Il divieto di proposizione di domande nuove sancito dall’articolo 345 cod. proc. civ.

Corte di Cassazione, civile, Ordinanza|15 aprile 2021| n. 9891.

Il divieto di proposizione di domande nuove sancito dall’articolo 345 cod. proc. civ. per il giudizio d’appello, applicabile anche nel giudizio di rinvio, riguarda non soltanto le domande e le eccezioni in senso stretto, ma altresì le contestazioni in punto di fatto non esplicate in primo grado, poiché l’ammissione di simili contestazioni in secondo grado trasformerebbe il giudizio d’appello da mera “revisio prioris instantiae” in “iudicium novum”, modello quest’ultimo estraneo al vigente ordinamento processuale .

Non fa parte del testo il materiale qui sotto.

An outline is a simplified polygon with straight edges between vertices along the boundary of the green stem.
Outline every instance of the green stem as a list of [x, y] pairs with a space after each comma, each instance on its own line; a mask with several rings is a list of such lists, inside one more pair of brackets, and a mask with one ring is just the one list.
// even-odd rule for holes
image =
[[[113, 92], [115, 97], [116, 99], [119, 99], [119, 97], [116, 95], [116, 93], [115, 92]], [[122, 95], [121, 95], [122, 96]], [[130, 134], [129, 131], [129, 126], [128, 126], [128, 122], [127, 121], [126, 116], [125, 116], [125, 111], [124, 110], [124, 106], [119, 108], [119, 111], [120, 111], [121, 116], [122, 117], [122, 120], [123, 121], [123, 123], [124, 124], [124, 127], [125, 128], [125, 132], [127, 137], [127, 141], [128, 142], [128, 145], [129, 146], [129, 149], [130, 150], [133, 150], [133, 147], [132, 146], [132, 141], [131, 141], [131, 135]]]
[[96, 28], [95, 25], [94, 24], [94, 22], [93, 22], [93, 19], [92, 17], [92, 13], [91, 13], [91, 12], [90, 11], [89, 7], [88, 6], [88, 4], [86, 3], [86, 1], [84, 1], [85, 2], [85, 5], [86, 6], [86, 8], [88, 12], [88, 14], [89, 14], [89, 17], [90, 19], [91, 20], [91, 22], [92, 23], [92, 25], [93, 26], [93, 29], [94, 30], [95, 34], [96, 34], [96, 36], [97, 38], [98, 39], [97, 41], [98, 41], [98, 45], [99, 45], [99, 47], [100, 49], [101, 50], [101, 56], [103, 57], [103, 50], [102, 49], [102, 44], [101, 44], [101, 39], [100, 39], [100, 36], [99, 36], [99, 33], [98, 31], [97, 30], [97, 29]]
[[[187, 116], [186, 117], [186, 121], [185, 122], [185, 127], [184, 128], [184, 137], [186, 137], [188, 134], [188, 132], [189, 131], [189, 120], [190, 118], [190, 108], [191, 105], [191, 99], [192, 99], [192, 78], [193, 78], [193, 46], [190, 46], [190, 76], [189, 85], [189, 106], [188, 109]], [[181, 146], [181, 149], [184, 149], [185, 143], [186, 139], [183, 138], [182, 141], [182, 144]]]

Ordinanza|15 aprile 2021| n. 9891

Data udienza 18 febbraio 2021

Integrale

Tag/parola chiave: Impugnazioni – Divieto di proposizione di domande – Articolo 345 c.p.c. – Giudizio d’appello – Contestazioni in punto di fatto non esplicate nella fase di primo grado – Divieto di riproposizione

REPUBBLICA ITALIANA

IN NOME DEL POPOLO ITALIANO

LA CORTE SUPREMA DI CASSAZIONE

SEZIONE SESTA CIVILE

SOTTOSEZIONE 3

Composta dagli Ill.mi Sigg.ri Magistrati:

Dott. AMENDOLA Adelaide – Presidente

Dott. FIECCONI Francesca – Consigliere

Dott. CIRILLO Francesco Maria – rel. Consigliere

Dott. IANNELLO Emilio – Consigliere

Dott. ROSSETTI Marco – Consigliere

ha pronunciato la seguente:

ORDINANZA
sul ricorso 9415-2019 proposto da:
(OMISSIS), elettivamente domiciliato in (OMISSIS), presso lo studio dell’avvocato (OMISSIS), rappresentato e difeso dagli avvocati (OMISSIS), (OMISSIS);
– ricorrente –
contro
PRESIDENZA DEL CONSIGLIO DEI MINISTRI, in persona del Presidente del Consiglio dei ministri pro tempore, elettivamente domiciliata in ROMA, VIA DEI PORTOGHESI 12, presso l’AVVOCATURA GENERALE DELLO STATO, che la rappresenta e difende ope legis;
– resistente –
e contro
MINISTERO DELL’ISTRUZIONE, UNIVERSITA’ E RICERCA, MINISTERO DELLA SALUTE, MINISTERO DELL’ECONOMIA E DELLE FINANZE, UNIVERSITA’ DEGLI STUDI DI NAPOLI FEDERICO II;
– intimati –
avverso la sentenza n. 39/2019 della CORTE D’APPELLO di ROMA, depositata il 08/01/2019;
udita la relazione della causa svolta nella camera di consiglio non partecipata del 18/02/2021 dal Consigliere Relatore Dott. FRANCESCO MARIA CIRILLO.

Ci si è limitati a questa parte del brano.